I walked into the bedroom and closed the door. Leaned against it, scriptures clutched to my chest, and tried to remember how to breathe.

Through the door, I heard nothing. No footsteps. No movement.

Just silence, heavy and damning as any testimony I'd ever borne.

8

SAMUEL

Isat on my bed, scriptures open but unread in my lap. The words blurred together, meaningless marks on paper. My hands had finally stopped shaking, but only because I'd clenched them into fists so tight my nails bit crescents into my palms.

I know exactly what I'm saying and it's killing me.

The confession echoed in my skull. Stupid. So incredibly stupid. All the prayers, all the fasting, all the desperate pleas for strength to keep this locked away—and I'd thrown it all out in a moment of weakness. To my companion. The worst possible person.

Except.

Except Vance hadn't followed me into the bedroom. Hadn't demanded answers. Hadn't run to President Dalton.

He'd just... asked.

You were talking about yourself, weren't you?

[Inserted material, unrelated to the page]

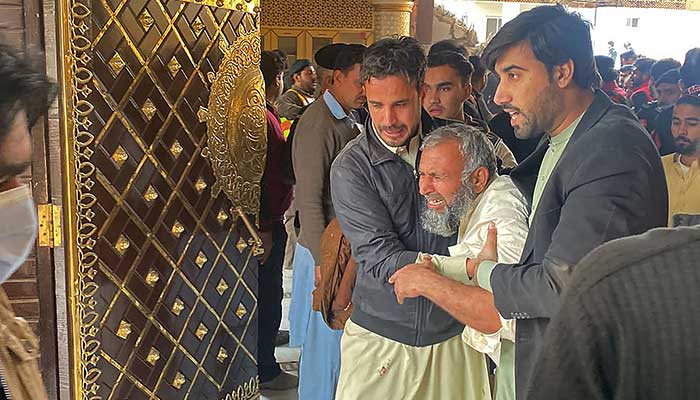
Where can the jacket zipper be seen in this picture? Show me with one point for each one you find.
(3, 383)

The question had been gentle. Almost kind.

I pressed my palms against my eyes until stars burst behind my lids. This was it. This was how it ended. Vance would report me. I'd be sent home in disgrace. My father would have to stand before the stake and explain why his son, the golden boy, the example to all the youth, had failed so spectacularly. My mother would cry. My siblings would be mortified.

And I'd deserve it. All of it.

A soft knock on the door made me jerk upright.

"Price?" Vance's voice, muffled through the wood. "Can I come in?"

"No."

"I brought you water."

"I'm fine."

"You're not fine. Neither of us is fine." A pause. "Please."

I stared at the door. Every mission rule, every handbook directive, screamed at me to maintain the boundary. Keep the separation. Don't let him in, don't let anyone in, don't ever let them see.

"It's open," I said.

The door swung inward. Vance stood in the frame, two glasses of water in his hands. He'd taken off his tie, unbuttoned the top button of his shirt. The casualness of it felt obscene somehow, like he'd stripped down to his undergarments.

He crossed to my bed, held out one of the glasses.

I took it. Our fingers didn't touch.

"You don't have to talk about it," Vance said. He sat on his own bed, facing me across the narrow gap between them. "But I'm not going to pretend I didn't hear what you said."

"Then what are you going to do?" The words came out flat, defeated. "Call Dalton? Kempton? Request a new companion?"

"Why would Ido that?"

"Because I just—" I stopped. Swallowed. "Because I basically confessed to having same-sex attraction. That's a serious issue. It requires intervention."